The Thrill of Hope

You may recognize the title as a variation of a line from a well-known Christmas hymn, O Holy Night.

A thrill of hope the weary world rejoices
For yonder breaks a new glorious morn

Yes, it is the season to remember that the Savior came to do for us what we were powerless to accomplish on our own. As the angel announced to Joseph, “thou shalt call his name Jesus: for he shall save his people from their sins.”

Jesus was born to save us, and that is why His birth caused the sin-weary world to finally experience the bliss of expectation. Since Adam, century after century had come and gone with the verdict of death and despair hanging over the fate of mankind. In Jesus the promise of God made at the dawn of time (but established before the foundations of the world were laid) was made good and all of creation exhaled a long sigh of relief.

Often when people who have lived under horrible conditions share their stories of survival, they speak about the hope they held on to when the days dragged on. A powerful line from the ‘Prince of Egypt’ soundtrack says,

There can be miracles
When you believe
Though hope is frail
It’s hard to kill

The pronouncement of God’s judgement on mankind in the Garden of Eden carried with it the promise of redemption. He did not leave us without hope, but on the contrary, God Himself spoke words that gave each generation something to look forward to as He declared to the devil,

“I will put enmity between thee and the woman, and between thy seed and her seed; it shall bruise thy head, and thou shalt bruise his heel.”

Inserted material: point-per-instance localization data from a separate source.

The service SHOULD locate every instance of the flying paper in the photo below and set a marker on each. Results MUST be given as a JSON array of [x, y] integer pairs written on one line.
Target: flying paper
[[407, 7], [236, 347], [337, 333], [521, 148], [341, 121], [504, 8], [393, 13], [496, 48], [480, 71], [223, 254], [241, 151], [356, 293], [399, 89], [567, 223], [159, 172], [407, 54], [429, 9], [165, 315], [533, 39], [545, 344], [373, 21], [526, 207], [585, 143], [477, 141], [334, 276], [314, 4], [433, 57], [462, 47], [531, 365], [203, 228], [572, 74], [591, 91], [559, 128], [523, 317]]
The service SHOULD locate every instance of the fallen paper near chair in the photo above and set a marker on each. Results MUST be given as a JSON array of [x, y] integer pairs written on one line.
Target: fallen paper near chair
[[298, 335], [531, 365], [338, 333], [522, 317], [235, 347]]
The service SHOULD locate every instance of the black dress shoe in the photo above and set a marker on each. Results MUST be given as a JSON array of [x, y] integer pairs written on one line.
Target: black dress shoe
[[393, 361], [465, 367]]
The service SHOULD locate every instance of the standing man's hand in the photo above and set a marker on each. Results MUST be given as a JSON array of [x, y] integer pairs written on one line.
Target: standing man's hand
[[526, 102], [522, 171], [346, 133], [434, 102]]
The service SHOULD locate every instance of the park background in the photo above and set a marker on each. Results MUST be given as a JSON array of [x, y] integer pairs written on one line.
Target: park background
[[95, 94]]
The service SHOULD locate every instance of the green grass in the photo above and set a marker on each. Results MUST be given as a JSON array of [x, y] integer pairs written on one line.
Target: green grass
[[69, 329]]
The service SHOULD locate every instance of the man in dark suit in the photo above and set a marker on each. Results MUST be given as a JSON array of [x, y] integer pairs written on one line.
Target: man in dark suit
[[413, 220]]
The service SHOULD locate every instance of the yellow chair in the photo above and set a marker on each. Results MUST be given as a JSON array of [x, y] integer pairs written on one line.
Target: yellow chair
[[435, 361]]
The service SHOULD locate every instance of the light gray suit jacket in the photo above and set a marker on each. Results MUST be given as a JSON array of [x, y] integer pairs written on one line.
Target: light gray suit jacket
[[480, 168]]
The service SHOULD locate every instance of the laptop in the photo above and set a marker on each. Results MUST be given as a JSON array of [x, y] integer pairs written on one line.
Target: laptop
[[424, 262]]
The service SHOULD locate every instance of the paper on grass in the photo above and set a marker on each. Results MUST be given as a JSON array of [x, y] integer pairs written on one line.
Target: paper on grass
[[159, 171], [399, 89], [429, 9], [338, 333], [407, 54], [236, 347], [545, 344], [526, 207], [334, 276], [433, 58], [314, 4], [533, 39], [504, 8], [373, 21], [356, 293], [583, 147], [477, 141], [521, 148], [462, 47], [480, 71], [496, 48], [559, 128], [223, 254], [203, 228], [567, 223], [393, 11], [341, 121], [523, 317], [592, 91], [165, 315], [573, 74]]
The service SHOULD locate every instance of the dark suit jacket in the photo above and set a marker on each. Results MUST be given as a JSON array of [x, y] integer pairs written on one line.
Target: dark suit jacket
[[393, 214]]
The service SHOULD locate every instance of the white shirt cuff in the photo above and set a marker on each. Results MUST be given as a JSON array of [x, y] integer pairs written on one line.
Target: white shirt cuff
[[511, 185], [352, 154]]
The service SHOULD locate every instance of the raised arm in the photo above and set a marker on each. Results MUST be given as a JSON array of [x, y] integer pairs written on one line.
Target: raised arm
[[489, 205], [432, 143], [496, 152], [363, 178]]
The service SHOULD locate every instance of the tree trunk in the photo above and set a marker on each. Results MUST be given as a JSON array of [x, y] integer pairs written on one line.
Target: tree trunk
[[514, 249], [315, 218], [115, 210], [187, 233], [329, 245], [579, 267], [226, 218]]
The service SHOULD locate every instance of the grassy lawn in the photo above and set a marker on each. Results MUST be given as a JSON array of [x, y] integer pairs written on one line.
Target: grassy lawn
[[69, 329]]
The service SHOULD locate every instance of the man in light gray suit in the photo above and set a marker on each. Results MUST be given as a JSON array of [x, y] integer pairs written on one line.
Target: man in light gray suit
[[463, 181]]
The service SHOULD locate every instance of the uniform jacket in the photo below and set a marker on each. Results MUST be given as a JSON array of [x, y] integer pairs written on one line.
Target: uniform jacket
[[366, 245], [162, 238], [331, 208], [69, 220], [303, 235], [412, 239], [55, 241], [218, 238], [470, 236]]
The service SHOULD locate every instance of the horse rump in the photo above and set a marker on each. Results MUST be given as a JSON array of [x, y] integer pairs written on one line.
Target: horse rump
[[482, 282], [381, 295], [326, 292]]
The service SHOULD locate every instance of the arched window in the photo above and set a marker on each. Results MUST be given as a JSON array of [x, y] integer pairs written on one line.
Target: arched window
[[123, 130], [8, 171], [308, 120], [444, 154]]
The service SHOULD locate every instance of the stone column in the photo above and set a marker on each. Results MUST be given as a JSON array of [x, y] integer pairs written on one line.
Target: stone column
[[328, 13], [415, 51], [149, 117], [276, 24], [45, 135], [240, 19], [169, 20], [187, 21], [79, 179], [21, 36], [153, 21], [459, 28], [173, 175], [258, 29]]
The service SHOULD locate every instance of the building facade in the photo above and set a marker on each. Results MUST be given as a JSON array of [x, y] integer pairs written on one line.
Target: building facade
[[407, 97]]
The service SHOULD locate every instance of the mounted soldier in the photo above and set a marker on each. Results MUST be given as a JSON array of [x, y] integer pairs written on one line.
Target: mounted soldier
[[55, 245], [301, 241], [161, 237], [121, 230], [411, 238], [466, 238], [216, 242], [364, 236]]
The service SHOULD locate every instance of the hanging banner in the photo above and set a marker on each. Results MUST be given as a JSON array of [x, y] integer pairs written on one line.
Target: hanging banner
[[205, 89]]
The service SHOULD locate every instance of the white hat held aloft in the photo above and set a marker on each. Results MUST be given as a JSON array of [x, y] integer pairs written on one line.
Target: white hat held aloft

Sadly, during this time of year so many people experience a sense of hopelessness and sorrow. The memories of loved ones or the disappointments of our current situations can easily overshadow the joy of the truth. We must resist the temptation to embrace self-pity by reminding ourselves that His name is Emmanuel–God is with us!

The prophet Jeremiah is often called “the weeping prophet” because of the sorrow he expressed for the condition of his people. The book Lamentations is really one long mournful poem written by Jeremiah to describe the terrors he was witnessing as God’s people had forsaken Him and received the outcome of their poor choice. Even so, one of the most beautiful passages in Scripture can be found in the book of Lamentations as the prophet proclaims,

This I recall to my mind, therefore have I hope. It is of the Lord‘s mercies that we are not consumed, because his compassions fail not.They are new every morning: great is thy faithfulness. The Lord is my portion, saith my soul; therefore will I hope in him.The Lord is good unto them that wait for him, to the soul that seeketh him. It is good that a man should both hope and quietly wait for the salvation of the Lord.

Jeremiah knew the power of hope, and we are still singing and quoting his words today.

Hopefully, the birth of Jesus is not something we think about for just a few days at the end of the year. The peace and goodwill announced to the shepherds by the angels still belong to us today through the completed work of Jesus our Lord. He is the Son that was given to us to break the curse of destruction and hopelessness that our sin had sentenced us to.

Rejoice! Rejoice! God is with us today and everyday because of all that Jesus has done. When we put our complete confidence in Him, we will know that He is the Light when all other lights grow dim. This is the hope that should thrill us all throughout the year.